Figure 2:  3D Borehole Seismic Imaging – Possible Acquisition Geometry


Figure 3:Upward continuation of the wavefield to the earth surface in the time-domain.


2D/3D/4D Borehole Seismic Examples

Michigan 2D VSP

The first example is a walk-away 2D VSP survey designed to help delineate a reef structure in Michigan.  The following slides show the comparison of the VSP image to the existing surface seismic, demonstrating the uplift in frequency content and resolution possible when recording data in the borehole and utilizing our advanced processing techniques.  The last image shows a comparison between our imaging approach and the original processing, which used conventional PSDM methods.

Figure 4:Surface seismic from Michigan example showing approximate location of reef structure.

Figure 5:2D VSP image spliced into surface seismic volume filtered at approximately the same frequency band to show the comparison of reflectivity and structure.

Figure 6:2D VSP image spliced into surface seismic volume filtered to show the maximum resolution available within the data and emphasize the improvement in resolution possible.
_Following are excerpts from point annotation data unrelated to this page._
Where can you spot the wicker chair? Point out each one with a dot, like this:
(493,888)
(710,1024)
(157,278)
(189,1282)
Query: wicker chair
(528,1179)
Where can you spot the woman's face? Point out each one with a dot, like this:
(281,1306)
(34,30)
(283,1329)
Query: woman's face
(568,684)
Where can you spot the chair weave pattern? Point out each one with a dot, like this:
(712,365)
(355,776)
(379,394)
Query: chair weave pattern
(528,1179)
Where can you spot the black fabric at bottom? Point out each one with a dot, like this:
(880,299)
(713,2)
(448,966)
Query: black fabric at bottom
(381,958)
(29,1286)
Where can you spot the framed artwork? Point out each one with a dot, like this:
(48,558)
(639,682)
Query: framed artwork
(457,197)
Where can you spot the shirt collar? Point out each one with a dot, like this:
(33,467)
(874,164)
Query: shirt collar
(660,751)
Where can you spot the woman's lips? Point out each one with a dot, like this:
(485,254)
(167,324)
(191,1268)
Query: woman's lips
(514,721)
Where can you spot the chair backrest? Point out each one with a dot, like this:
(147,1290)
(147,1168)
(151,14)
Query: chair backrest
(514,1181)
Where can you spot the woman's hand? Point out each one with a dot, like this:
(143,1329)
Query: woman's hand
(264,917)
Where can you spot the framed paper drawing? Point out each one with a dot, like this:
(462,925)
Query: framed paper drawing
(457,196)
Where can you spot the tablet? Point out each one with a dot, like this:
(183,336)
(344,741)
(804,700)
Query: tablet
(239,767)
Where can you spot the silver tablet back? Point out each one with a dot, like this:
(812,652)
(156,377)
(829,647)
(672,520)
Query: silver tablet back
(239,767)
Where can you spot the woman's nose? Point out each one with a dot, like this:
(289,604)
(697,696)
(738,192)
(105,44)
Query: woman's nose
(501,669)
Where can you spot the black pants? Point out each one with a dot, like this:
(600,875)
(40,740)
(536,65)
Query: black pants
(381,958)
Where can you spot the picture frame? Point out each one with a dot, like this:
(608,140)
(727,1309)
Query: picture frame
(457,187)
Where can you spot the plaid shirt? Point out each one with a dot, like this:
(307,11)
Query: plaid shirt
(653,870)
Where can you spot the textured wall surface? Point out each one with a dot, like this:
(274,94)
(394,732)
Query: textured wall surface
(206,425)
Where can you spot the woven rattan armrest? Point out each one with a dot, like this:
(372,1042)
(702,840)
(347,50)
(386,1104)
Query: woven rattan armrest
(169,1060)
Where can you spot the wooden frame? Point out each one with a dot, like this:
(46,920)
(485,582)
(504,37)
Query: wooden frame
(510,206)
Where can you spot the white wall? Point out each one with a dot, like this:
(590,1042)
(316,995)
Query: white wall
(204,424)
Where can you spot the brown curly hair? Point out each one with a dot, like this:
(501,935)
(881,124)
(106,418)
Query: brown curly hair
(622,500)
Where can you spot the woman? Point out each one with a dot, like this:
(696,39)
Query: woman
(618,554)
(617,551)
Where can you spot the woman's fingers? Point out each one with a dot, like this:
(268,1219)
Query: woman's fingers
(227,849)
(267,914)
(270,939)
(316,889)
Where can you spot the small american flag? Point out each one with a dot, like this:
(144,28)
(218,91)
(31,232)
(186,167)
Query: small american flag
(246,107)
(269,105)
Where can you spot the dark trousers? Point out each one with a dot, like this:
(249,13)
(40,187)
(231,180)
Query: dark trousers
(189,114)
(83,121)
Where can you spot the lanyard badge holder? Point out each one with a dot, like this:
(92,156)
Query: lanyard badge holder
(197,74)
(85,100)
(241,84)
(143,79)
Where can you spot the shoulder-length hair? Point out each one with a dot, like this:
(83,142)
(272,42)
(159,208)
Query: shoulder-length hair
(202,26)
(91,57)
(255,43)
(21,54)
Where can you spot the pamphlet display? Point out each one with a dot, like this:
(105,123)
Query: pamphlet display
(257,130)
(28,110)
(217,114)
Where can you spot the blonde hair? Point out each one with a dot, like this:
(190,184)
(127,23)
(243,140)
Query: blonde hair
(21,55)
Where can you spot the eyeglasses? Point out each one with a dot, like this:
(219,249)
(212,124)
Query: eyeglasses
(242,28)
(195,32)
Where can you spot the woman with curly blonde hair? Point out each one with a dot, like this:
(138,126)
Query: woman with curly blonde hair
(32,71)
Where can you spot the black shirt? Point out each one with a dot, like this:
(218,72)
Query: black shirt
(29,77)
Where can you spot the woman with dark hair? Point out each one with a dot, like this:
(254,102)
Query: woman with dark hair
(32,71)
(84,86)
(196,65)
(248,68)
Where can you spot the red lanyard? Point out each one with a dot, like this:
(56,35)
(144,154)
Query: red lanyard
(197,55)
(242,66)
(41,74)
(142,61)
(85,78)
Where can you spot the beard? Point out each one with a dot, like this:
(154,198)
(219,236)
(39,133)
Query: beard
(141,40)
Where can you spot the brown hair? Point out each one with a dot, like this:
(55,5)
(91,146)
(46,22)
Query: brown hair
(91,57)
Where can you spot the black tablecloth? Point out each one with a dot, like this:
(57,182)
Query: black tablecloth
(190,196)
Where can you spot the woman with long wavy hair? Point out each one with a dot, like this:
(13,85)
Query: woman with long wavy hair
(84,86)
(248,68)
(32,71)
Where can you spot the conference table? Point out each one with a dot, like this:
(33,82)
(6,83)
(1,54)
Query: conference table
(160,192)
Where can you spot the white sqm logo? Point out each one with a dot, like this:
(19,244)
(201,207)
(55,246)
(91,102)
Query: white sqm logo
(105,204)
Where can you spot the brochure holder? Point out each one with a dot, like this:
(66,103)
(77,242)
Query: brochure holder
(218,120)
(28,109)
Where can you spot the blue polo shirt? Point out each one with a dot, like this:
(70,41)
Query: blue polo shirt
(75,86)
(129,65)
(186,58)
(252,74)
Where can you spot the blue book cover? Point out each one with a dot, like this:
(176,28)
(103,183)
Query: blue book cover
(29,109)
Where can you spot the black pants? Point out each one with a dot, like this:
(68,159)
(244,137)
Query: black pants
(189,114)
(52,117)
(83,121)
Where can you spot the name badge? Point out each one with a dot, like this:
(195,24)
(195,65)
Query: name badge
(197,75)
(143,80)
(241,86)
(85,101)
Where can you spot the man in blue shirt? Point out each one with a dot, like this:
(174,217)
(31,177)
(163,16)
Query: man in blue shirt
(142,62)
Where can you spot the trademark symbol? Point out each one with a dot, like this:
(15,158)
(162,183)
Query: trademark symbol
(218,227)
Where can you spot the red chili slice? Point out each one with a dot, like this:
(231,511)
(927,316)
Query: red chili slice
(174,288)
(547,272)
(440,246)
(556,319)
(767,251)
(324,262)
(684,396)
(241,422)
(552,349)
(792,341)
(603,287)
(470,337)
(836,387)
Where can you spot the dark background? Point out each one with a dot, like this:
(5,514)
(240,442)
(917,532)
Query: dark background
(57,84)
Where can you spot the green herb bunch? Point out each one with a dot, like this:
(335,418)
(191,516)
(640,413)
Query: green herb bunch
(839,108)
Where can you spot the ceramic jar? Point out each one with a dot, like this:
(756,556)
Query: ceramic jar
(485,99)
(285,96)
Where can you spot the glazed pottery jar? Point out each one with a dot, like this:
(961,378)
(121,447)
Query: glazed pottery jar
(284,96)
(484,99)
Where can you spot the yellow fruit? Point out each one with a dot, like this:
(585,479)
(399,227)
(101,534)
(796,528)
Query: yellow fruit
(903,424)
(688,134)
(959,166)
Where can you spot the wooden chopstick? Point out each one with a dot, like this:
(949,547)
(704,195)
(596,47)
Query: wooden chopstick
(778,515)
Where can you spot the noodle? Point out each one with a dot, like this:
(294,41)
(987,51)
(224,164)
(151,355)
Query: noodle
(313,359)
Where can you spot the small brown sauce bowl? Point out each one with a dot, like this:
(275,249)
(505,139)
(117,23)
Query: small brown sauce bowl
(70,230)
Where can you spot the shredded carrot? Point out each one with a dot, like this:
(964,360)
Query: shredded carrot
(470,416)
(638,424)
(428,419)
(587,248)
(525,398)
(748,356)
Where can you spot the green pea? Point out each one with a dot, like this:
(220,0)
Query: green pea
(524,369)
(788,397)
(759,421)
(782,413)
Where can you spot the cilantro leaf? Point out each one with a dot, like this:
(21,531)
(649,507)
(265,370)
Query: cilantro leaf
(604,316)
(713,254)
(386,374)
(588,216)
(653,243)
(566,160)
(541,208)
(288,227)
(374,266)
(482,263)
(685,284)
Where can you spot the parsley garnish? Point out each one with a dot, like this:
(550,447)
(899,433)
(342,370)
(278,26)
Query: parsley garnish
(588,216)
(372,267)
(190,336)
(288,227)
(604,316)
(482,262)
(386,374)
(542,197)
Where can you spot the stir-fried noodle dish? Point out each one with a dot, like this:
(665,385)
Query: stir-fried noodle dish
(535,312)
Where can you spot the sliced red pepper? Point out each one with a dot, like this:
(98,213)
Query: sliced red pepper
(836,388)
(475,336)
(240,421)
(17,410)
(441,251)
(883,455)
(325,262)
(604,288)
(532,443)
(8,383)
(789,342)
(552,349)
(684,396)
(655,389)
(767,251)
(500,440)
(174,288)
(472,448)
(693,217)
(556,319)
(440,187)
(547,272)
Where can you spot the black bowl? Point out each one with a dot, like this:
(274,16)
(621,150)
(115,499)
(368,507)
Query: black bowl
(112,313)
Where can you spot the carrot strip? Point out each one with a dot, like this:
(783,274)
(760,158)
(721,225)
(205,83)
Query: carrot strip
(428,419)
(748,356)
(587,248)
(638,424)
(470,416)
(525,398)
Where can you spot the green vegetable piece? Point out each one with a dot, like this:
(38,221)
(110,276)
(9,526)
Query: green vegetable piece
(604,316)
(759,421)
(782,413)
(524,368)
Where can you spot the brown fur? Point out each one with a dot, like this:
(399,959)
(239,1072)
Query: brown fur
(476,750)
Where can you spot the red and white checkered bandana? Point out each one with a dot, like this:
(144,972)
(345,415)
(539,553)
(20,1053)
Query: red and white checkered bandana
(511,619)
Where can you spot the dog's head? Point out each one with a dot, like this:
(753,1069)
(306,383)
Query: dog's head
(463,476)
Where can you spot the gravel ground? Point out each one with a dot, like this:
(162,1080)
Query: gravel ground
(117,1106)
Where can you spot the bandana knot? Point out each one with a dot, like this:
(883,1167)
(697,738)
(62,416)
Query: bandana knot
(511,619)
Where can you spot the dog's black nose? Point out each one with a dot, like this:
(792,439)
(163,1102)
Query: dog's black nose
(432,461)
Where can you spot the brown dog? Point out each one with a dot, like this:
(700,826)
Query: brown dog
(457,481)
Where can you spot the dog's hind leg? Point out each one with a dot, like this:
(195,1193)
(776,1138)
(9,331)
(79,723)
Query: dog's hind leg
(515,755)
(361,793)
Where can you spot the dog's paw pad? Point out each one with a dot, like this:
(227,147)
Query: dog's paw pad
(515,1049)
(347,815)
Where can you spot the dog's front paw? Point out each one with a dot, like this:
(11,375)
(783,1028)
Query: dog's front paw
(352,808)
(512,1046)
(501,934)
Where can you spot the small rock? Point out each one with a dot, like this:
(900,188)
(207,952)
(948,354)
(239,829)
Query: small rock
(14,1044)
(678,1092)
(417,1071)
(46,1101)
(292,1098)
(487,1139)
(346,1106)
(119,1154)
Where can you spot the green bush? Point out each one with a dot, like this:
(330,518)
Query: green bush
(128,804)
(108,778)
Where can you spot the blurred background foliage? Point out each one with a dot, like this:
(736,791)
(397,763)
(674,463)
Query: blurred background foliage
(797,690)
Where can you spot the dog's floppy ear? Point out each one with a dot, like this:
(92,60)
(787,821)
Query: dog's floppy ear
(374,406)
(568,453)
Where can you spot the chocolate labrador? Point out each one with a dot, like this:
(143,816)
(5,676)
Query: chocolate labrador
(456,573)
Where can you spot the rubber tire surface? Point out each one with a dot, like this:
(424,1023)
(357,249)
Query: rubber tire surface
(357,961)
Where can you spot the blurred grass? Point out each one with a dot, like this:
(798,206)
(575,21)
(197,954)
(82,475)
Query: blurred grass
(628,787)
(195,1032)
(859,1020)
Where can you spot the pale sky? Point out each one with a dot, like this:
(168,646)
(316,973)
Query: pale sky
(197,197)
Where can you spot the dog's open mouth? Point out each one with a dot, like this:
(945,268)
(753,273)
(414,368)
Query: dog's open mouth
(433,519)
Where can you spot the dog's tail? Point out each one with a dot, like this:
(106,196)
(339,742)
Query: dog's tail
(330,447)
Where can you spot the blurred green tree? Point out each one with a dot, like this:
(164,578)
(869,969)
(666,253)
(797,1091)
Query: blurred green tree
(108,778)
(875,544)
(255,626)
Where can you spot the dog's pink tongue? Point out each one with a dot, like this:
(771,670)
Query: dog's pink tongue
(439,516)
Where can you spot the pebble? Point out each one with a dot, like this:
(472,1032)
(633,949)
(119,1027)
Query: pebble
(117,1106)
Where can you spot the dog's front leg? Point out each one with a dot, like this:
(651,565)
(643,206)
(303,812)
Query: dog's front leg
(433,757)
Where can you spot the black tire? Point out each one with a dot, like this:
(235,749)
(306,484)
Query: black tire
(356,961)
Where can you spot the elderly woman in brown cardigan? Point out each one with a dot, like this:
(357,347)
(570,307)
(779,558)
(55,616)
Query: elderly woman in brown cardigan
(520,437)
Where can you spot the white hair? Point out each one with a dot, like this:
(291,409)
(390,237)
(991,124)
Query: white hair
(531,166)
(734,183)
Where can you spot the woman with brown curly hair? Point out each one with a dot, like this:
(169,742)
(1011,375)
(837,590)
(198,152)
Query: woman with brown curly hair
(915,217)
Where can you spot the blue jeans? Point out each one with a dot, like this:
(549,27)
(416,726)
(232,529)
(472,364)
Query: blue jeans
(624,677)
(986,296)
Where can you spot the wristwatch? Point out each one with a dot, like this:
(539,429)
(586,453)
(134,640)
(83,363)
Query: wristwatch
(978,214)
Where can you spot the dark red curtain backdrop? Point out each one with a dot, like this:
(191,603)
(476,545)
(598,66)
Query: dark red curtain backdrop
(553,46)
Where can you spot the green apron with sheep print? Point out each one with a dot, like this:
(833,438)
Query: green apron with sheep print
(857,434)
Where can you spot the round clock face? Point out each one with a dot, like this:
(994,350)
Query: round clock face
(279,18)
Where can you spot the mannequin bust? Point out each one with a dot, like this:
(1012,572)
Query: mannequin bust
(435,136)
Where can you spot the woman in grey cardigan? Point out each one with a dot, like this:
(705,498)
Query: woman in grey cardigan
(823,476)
Figure 7:Comparison of 2D VSP images from the original contractor processing and the new image from Sterling Seismic.  Note the improved resolution and structure and lack of imaging artifacts.



DAS 3D VSP Survey

The next example shows the results of the conventional VSP processing approach compared with the advanced imaging method used at Sterling.  Also included is a comparison to the existing surface seismic data.  Note that the majority of the processing and imaging tools developed for 3C geophone data can also be effectively applied to DAS data producing high-resolution images like you see here.  Sterling Seismic has also developed some new methods for creating reflection images using the horizontal section of the DAS array (please see the DASeis™ for more information).

Figure 8:Surface seismic section and the associated average power spectrum.

Figure 9:Comparison of the DAS VSP image with the existing surface seismic data.  Note the improved frequency content compared to the existing surface seismic (previous figure) and the original processing (next figure).

Figure 10:Comparison of the original processing DAS VSP image with the existing surface seismic data.  Note the lack of resolution relative to the surface seismic section.




South Texas Time-Lapse 4D VSP Example

The following example shows the results of a 5-survey time-lapse 3D VSP acquired and processed to monitor the injection of CO2 into the producing reservoir.  The surveys were designed to be identical duplicates (i.e. same source and borehole geophone locations) but typical changes due to variations in surface conditions over time (e.g. dry versus wet) as well as restricted source access (i.e. changes due to new pipelines and infrastructure) meant that careful attention had to be paid in the processing of the surveys in order to preserve the variations due to CO2 injection at the reservoir while at the same time minimizing variations due to changes in the survey conditions.

Figure 11:Comparison of 5 episodes of 3D VSP acquisition.  Note the change in reflection amplitude within the light blue rectangle indicating a change within the reservoir interval.

Figure 12:Perspective view of the time-lapse anomalies after 21 months of injection.  The colored surface represents a depth horizon at the base of the reservoir zone. The small orange geo-bodies represent the difference in RMS amplitudes after 21 months.

Figure 13:Map view of the time-lapse anomalies after 21 months of injection.  The panel on the left shows the amplitude anomalies after 21 months of injection. This is the difference of the RMS amplitudes over the entire reservoir interval.  On the right is the exact same image but with the CO2 injection volumes overlaid as colored bubbles.  Many of the anomalies can be associated with the CO2 injection volumes but many do not. This should not be a complete surprise since we know that these reservoirs are complex and CO2 movement is not only a function of injection volumes but also production rates and associated water injection.